Background information
- Origin: Wales
- Genres: Rockabilly; rock and roll;
- Years active: 1969–1977 1977 - present (as The Sunsets)
- Labels: Parlophone, CBS, Polydor, Contour, Emerald, Pink Elephant, Decca, Skydog, Dynamite, Mooncrest
- Spinoff of: Shakin' Stevens The Sunsets
- Past members: Shakin' Stevens Paul Barrett Robert "Rockin' Louie" Llewellyn Ace Skudder Mike Bibby Willie Blackmore Tony Britnell Anglin Buttimore George Chick Johnny Chop Paul Dolan Mickey Gee Dave Goddard Trevor Hawkins Mike Lloyd Jones Alan Langford Ian Lawrence Steve Percy Carl Petersen Sid Petherick Malcolm Preest Stephen Pryor Danny Wild Brian Williams Gareth Webb Jim Hayes

= Shakin' Stevens and the Sunsets =

Welsh rock band

Shakin' Stevens and the Sunsets were a Welsh rock band formed in Cardiff in 1969. They released several records and toured throughout the 1970s and their lead singer Shakin' Stevens went on to become a successful solo artist in the 1980s. A version of the Sunsets, containing original members, still tours annually in the UK, Europe and Australia.

==History==
===Early years===
Shakin' Stevens and the Sunsets evolved from the rock and roll scene in and around Cardiff. One of its leading lights since the late 1950s was the Backbeats, a band fronted by Robert Llewellyn (who performed under the name of Rockin' Louie) and managed by Paul 'Legs' Barrett, a local entrepreneur and "card-carrying Communist".

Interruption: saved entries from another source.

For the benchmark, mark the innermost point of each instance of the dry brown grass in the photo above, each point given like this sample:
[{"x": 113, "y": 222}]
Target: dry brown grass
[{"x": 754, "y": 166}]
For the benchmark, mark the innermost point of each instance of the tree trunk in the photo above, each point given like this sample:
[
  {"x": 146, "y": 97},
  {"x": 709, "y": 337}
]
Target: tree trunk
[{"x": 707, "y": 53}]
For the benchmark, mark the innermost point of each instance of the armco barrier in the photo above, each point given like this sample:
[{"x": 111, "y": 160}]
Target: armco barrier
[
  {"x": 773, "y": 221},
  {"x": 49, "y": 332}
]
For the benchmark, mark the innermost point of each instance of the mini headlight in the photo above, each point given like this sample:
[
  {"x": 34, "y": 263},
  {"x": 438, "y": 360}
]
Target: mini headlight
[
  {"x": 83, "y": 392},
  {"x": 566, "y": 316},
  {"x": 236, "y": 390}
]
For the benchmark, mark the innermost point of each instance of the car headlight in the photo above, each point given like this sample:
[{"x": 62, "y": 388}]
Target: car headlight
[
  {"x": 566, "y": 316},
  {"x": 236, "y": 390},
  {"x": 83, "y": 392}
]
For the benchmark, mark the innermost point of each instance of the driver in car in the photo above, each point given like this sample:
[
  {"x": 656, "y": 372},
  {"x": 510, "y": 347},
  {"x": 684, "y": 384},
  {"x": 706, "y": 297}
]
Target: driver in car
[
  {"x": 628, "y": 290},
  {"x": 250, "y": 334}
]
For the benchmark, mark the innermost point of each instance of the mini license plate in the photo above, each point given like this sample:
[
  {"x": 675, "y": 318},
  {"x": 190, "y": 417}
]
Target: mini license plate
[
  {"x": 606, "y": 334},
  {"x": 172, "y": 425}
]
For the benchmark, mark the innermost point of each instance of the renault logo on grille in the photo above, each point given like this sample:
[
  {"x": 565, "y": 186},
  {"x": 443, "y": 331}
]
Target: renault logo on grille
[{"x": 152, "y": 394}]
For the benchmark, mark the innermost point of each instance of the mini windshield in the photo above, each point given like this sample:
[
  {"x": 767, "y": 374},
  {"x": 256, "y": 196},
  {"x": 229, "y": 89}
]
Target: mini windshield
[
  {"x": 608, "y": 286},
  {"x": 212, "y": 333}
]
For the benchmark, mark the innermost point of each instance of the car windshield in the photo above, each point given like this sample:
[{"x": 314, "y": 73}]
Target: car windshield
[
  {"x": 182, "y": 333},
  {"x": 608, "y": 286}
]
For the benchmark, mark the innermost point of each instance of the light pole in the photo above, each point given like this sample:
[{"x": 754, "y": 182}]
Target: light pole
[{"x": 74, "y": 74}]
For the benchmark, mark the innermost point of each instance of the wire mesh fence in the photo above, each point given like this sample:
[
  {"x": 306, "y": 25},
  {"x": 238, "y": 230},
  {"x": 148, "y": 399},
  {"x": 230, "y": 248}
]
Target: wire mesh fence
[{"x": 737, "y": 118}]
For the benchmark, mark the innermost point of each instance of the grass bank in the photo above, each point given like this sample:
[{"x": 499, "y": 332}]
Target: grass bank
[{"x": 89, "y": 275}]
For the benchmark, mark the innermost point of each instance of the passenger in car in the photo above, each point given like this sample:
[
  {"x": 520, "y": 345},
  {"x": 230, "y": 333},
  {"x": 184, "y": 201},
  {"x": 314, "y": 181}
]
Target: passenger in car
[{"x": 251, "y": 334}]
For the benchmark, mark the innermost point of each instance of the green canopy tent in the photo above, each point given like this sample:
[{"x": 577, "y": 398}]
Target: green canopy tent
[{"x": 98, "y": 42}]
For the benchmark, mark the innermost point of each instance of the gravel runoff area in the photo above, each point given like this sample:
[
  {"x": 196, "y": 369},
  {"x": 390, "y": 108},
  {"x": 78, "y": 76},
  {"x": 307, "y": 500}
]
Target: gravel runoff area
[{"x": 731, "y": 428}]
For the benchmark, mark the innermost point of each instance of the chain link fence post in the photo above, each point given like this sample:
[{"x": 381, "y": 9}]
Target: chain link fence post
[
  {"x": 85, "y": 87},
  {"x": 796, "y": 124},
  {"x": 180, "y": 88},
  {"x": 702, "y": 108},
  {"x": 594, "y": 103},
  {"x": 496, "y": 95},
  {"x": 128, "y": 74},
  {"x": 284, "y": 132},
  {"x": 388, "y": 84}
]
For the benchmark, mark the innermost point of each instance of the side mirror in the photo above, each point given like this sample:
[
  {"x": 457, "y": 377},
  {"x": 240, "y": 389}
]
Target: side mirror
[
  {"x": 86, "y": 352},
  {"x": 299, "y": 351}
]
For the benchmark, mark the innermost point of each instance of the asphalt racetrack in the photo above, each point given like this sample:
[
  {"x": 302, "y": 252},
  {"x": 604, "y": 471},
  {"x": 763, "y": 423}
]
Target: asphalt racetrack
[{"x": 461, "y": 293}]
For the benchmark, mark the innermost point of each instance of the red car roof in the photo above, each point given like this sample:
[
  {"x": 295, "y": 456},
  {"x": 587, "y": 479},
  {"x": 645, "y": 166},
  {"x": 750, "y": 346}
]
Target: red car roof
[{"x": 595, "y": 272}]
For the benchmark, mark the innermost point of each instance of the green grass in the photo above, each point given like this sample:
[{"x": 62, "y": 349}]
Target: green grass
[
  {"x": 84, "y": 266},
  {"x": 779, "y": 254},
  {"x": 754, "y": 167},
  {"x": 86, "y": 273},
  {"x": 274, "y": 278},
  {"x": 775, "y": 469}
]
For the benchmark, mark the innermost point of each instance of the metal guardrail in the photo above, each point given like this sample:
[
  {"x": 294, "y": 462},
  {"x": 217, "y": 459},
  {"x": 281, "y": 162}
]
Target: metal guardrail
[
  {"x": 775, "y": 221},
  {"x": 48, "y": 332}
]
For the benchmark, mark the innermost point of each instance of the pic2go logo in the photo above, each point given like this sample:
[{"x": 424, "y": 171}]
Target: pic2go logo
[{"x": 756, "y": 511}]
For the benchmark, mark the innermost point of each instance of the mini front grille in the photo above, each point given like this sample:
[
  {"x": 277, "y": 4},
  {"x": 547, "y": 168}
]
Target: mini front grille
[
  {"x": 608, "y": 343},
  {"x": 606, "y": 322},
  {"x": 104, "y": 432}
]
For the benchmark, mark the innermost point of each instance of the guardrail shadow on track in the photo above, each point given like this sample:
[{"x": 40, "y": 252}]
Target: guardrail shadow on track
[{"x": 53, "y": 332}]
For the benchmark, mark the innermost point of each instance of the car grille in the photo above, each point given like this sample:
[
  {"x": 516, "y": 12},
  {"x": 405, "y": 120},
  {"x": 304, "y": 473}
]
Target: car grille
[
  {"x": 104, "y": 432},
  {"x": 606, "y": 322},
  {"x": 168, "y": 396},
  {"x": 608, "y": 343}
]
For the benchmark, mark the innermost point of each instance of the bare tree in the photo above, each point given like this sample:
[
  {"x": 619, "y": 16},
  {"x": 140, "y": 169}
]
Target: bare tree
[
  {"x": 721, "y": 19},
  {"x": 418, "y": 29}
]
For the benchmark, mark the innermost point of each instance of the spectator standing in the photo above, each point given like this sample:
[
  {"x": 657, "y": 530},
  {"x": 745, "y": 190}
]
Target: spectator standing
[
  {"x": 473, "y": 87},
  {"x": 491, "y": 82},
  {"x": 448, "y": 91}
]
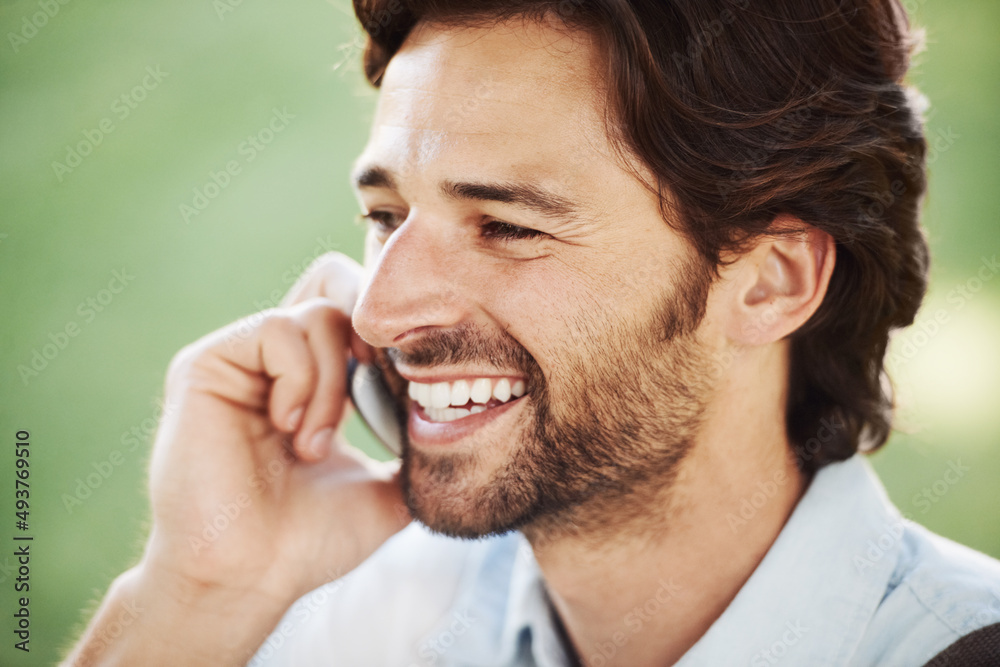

Michael Barratt, Shakin Steven's birth name, was a fan of the group, and used to approach Louie for singing and dancing tips and, soon enough, Michael was being referred to as 'Rockin' Louie II'. By the mid 1960s however, Michael had formed his own band. Originally named the Olympics, then the Cossacks, they finally decided to call themselves the Denims, by which point they found themselves as a support act to Michael's heroes, the Backbeats. Eventually, when the Denims fell apart, Barratt formed a new group named the Rebels. It was this outfit that Paul Barrett came to see after a recommendation early in 1969. Although unimpressed with the band itself, Barrett saw something in their young singer who, only a few years earlier, had been hanging around looking for ideas from the Backbeats. He offered to manage Barratt on two conditions: firstly, he would have to ditch his group and, secondly, he must find himself an exciting new stage name. Agreeing to both suggestions, Barratt left the Rebels and then, inspired either by the memory of an old school friend playing bat and ball or maybe even an eccentric local roadsweeper, became Shakin' Stevens.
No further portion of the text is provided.